What Kind of Appellate Lawyer Was Justice Roberts?
Ten years after John Roberts made his last argument before the U.S. Supreme Court, we look back at his appellate career and the hints he gave about the justice he would become.
Once he was hired to handle a case, Roberts was "totally and completely in charge" of all aspects of the briefing and argument, says a fellow high court practitioner. "He was not one to involve many people in his preparation," says another longtime member of his team.
In-depth research was another hallmark of Roberts's advocacy. Longtime colleague Gregory Garre recalls that even after his Hogan colleagues were using online databases, Roberts still Shepardized, checking citations by hand: "And he would come back with one or two cases we hadn't found." [Learn more about the lawyers that Roberts mentored and influenced during his career.]
Roberts knew he spent more time preparing than most clients would be willing to pay for, so much of it was off the clock. "I have never felt comfortable standing up before a court and getting a question and saying, 'My client didn't pay me enough to know the answer to that, Your Honor,' " he said in an interview with legal writing guru Bryan Garner in 2007.
Roberts's first task after taking on a new matter, says Garre, was to "take a fresh look at the entire case" to make sure that it was teed up properly. "He was uniquely able to identify the crux of the case," adds Garre, who went on to be solicitor general and now leads Latham & Watkins's Supreme Court and appellate practice. That assessment sometimes resulted in reframing a case to make his argument more appealing to a majority.
A classic example came in 1997, when Roberts was hired to defend the city of Tarrant, Alabama, in a difficult section 1983 civil rights case. The family of an African American woman claimed that local firefighters failed to rescue her from her burning home because she was black. In addition to denying liability in his merits brief, Roberts for the first time identified a potentially fatal jurisdictional problem with the case: The Alabama Supreme Court's ruling in favor of the city was interlocutory, not final, so he could assert that the U.S. Supreme Court had no jurisdiction to rule.
During oral argument, several justices asked the plaintiff's lawyer about the new issue, so when Roberts rose to speak, he pounced. "The court lacks jurisdiction to review the interlocutory decision of the Alabama Supreme Court," he said flatly. He won on that issue by 8 to 1. Without the jurisdictional issue in his back pocket, Roberts might have had a much tougher time achieving victory.
Roberts has shown some flair as a writer since joining the high court in 2005. He wrote a dissent in 2008 using a crime noir style that surprised many court-watchers. ("Officer Sean Devlin, Narcotics Strike Force, was working the morning shift. Undercover surveillance. The neighborhood? Tough as a three-dollar steak.") But those who have followed his career know he valued eye-catching prose as an advocate, too. [Read Roberts's tips for appellate advocates.]
Roberts's 2003 brief in Alaska v. EPA has become widely known. It was a state-federal dispute over the Clean Air Act's rule that the "best available" technology be used to limit air pollution emitted by a new electric generator at the Red Dog Mine near the Arctic Circle.
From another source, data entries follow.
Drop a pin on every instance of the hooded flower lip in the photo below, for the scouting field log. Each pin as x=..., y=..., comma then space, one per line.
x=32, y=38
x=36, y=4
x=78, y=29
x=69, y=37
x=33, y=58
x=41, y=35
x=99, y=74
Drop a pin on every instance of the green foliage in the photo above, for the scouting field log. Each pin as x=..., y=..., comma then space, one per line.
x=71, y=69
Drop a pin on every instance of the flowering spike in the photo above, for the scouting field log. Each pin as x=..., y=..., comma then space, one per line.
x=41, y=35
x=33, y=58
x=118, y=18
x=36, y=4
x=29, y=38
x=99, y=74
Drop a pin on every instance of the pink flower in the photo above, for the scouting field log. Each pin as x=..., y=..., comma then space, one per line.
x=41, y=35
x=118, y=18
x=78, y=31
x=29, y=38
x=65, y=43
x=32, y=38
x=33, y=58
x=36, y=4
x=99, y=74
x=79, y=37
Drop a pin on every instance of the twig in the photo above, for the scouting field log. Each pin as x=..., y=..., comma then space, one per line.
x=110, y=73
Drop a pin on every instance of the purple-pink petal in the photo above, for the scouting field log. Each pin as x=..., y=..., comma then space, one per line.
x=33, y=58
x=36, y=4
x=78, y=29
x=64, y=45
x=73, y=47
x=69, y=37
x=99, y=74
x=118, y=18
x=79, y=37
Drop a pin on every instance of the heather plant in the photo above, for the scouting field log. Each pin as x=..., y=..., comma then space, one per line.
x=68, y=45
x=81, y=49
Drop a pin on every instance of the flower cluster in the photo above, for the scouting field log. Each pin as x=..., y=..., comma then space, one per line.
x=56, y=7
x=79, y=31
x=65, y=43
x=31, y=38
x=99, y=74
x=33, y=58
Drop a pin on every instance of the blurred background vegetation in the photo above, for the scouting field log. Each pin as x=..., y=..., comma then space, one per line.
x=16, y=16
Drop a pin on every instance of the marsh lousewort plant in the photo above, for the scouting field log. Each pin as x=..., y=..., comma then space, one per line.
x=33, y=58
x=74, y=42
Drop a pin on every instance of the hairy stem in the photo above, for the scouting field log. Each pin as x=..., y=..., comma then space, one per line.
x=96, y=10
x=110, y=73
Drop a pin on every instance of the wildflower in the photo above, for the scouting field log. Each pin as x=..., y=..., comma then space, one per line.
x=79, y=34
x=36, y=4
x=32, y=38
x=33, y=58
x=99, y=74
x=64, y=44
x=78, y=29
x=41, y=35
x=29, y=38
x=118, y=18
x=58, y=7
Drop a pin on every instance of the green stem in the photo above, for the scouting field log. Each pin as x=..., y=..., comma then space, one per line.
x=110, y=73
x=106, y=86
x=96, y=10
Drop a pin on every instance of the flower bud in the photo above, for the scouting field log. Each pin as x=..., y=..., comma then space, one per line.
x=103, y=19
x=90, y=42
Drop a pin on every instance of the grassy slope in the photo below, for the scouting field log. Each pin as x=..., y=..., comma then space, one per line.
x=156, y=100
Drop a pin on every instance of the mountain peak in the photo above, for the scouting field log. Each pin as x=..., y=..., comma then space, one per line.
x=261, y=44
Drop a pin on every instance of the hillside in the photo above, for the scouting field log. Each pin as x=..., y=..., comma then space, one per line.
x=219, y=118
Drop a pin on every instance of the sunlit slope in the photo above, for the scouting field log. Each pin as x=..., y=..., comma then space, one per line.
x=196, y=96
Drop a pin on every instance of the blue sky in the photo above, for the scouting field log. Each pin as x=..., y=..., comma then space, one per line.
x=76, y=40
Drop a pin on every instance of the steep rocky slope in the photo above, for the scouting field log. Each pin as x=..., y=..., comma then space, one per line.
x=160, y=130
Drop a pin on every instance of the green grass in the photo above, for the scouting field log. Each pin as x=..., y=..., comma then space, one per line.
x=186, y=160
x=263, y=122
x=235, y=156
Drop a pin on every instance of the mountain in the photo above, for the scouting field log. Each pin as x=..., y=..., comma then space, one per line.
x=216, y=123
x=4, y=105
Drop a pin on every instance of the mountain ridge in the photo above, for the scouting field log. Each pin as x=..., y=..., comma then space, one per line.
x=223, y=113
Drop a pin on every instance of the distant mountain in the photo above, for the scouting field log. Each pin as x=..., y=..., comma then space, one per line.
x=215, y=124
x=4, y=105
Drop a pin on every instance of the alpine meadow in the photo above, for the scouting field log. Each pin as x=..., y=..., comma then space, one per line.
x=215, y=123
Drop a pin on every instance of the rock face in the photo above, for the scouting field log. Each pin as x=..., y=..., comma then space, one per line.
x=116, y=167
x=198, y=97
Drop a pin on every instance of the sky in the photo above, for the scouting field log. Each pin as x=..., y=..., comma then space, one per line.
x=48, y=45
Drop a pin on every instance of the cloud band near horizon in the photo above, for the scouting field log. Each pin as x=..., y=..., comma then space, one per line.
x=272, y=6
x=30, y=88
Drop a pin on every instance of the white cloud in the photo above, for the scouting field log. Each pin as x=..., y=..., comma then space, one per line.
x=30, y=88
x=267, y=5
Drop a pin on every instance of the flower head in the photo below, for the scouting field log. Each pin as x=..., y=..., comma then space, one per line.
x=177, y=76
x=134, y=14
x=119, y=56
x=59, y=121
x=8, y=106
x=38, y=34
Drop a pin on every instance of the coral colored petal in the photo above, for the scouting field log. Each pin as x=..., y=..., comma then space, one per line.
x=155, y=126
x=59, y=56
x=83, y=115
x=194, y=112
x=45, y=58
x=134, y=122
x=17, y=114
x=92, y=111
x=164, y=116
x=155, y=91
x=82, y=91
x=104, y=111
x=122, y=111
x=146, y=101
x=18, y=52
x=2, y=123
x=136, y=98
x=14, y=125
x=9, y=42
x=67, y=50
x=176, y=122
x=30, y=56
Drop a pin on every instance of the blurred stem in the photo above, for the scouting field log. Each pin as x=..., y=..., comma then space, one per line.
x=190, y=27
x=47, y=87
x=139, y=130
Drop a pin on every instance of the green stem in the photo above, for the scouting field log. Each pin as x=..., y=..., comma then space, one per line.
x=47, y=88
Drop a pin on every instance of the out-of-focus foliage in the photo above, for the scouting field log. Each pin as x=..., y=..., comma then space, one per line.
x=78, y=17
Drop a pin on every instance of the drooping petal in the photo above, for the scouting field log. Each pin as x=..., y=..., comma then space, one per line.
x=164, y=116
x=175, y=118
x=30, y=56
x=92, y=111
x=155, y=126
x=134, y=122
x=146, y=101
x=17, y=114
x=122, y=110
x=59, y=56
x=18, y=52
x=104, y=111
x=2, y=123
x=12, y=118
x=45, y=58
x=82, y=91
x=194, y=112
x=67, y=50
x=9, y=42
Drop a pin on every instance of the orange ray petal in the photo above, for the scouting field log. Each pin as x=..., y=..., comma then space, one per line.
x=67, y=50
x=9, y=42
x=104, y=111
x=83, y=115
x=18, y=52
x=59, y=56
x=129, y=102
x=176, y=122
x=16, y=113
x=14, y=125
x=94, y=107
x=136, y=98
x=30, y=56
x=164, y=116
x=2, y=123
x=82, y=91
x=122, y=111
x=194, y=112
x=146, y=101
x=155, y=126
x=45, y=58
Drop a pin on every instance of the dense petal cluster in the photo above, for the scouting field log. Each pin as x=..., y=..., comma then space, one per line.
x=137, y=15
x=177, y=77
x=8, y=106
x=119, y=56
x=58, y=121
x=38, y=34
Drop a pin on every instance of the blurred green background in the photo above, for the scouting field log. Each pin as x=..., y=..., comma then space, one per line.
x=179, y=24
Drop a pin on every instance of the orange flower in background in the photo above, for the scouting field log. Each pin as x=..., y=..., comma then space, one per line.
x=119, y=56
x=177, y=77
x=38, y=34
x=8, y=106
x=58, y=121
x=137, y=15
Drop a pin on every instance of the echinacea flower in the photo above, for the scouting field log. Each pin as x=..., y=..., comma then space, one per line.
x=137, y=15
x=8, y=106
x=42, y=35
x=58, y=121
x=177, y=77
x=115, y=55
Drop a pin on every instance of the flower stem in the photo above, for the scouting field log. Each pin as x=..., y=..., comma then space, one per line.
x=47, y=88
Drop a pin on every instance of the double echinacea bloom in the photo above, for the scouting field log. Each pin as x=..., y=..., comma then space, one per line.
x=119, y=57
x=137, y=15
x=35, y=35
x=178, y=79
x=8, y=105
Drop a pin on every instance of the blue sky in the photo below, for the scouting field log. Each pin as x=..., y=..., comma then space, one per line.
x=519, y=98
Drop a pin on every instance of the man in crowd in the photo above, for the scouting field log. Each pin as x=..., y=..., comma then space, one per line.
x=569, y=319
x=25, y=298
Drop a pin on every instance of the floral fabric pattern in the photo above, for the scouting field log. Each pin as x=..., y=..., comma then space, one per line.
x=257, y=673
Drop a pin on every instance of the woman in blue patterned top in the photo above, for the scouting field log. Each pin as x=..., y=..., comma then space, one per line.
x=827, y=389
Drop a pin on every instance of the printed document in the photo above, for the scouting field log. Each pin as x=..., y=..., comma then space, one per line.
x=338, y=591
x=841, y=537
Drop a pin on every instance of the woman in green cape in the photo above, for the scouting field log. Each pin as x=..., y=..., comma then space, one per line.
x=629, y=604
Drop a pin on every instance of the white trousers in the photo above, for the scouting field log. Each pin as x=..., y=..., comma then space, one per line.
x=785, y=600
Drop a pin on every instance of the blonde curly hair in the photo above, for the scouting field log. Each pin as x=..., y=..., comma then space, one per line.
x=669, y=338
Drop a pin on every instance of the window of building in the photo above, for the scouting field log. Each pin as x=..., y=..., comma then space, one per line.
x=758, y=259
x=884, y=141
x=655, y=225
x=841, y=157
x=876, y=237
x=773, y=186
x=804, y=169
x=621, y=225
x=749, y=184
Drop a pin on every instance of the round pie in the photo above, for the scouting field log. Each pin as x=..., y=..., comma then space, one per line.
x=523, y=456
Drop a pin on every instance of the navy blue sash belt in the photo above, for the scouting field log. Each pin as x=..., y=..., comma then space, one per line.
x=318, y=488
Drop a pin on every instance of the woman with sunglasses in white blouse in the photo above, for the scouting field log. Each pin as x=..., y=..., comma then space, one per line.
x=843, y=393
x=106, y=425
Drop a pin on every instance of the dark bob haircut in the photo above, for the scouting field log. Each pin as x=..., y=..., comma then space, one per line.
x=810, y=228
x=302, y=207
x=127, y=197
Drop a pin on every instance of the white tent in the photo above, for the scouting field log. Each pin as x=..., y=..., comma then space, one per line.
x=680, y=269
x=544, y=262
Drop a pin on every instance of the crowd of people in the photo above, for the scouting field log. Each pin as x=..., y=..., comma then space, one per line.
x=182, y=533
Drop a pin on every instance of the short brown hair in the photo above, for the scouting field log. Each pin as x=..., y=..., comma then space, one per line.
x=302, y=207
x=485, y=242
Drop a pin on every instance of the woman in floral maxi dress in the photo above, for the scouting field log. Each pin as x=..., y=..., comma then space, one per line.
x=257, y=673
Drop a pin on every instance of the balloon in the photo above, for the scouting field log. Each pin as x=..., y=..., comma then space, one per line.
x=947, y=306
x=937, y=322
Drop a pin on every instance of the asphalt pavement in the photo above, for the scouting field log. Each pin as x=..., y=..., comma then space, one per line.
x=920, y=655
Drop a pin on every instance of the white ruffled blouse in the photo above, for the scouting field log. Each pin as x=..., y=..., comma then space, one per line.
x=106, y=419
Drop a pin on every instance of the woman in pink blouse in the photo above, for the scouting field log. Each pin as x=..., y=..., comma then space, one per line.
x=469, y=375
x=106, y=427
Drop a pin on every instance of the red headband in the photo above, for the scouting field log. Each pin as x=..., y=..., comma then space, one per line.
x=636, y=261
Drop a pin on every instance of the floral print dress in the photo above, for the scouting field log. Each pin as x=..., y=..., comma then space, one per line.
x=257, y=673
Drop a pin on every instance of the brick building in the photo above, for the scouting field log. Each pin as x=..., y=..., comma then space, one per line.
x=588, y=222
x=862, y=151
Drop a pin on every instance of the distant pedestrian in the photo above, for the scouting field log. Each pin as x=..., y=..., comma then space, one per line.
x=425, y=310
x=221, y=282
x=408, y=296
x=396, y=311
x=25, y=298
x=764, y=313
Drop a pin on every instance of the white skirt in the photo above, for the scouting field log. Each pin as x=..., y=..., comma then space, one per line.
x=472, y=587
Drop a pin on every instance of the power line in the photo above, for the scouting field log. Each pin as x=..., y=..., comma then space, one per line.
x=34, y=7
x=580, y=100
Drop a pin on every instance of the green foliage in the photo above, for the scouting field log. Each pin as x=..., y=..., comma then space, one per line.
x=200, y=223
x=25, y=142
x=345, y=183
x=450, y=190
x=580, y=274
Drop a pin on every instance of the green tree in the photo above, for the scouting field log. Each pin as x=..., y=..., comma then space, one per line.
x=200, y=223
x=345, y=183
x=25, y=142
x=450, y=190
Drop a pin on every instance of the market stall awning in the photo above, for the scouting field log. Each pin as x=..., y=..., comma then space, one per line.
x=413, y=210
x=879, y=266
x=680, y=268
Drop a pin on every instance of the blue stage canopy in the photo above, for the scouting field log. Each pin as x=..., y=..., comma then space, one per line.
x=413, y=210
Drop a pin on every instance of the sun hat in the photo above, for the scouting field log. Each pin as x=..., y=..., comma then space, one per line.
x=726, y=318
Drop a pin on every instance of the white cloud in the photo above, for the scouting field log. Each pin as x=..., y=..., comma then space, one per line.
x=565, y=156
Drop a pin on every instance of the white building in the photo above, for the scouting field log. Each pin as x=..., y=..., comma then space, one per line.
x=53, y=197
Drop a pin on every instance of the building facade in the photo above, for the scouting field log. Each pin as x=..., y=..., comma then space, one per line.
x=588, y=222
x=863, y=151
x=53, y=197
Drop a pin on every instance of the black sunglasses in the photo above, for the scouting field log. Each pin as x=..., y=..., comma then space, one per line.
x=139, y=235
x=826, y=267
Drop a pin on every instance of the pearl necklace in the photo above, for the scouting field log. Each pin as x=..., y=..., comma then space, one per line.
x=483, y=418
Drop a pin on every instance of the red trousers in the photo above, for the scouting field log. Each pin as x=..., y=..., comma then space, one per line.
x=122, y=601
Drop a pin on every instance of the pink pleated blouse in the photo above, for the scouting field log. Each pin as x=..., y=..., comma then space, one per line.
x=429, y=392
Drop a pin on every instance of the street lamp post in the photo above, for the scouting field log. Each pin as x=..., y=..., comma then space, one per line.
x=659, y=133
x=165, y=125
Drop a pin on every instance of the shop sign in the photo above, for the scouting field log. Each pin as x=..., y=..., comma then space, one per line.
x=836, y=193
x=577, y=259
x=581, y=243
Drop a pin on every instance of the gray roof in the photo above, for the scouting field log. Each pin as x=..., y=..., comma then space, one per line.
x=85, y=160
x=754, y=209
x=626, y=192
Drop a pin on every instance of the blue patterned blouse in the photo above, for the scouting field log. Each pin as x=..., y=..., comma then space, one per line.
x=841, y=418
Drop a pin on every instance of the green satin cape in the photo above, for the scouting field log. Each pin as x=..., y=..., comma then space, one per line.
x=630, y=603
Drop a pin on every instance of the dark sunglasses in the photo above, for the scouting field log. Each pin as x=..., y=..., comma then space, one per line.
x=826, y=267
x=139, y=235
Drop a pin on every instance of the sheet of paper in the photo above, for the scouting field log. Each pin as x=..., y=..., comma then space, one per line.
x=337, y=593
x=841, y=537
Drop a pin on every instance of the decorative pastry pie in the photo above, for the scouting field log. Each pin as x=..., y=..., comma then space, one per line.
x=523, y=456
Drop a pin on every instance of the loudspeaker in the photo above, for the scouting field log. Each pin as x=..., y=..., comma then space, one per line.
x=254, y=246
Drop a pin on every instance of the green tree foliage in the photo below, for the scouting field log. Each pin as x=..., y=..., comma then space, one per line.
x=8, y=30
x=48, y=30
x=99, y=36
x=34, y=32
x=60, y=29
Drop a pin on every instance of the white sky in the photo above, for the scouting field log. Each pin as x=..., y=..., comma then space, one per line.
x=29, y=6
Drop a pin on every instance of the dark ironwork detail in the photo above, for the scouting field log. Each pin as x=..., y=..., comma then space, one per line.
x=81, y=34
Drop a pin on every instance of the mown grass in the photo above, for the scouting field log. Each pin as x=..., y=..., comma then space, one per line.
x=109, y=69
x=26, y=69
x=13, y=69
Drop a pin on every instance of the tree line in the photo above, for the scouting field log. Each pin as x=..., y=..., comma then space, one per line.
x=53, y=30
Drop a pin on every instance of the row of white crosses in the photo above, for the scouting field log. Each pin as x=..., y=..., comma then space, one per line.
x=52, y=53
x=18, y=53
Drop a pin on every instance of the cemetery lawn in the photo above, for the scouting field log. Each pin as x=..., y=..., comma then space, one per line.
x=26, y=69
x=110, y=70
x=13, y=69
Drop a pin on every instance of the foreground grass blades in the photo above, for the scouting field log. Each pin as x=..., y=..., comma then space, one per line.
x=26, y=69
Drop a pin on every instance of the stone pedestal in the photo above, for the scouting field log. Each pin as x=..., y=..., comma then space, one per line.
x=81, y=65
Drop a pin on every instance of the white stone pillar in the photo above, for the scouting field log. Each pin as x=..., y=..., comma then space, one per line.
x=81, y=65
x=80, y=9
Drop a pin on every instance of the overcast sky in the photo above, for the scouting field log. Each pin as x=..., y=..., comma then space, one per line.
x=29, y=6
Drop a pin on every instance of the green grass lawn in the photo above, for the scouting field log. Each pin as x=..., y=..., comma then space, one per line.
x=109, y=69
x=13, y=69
Representing Alaska, Roberts humanized the case and told the court how the mine got its unusual name. The prospector who discovered the area, Roberts told the court, "died before the significance of his observation was known," Roberts said, but "his faithful companion—an Irish setter who often flew shotgun—was immortalized by a geologist who dubbed the creek . . .'Red Dog Creek.' "
Asked why he recounted the story of the creek's name, Roberts told legal writing guru Garner, "You waste a couple of sentences in a brief, but you put that in there and it's kind of interesting. Then everybody remembers that. And they're kind of invested in it, and they want to see how the story ends up, and it gives a little texture to the brief."
Roberts delegated the writing of parts of his briefs, but sparingly. Curiously, he'd let associates write the sections that pertained to the areas of law that he knew the most about. But he would assign to himself sections that covered unfamiliar territory. Otherwise, he said, "I would feel uncomfortable that I wasn't in a position to evaluate what the associate was going to give me."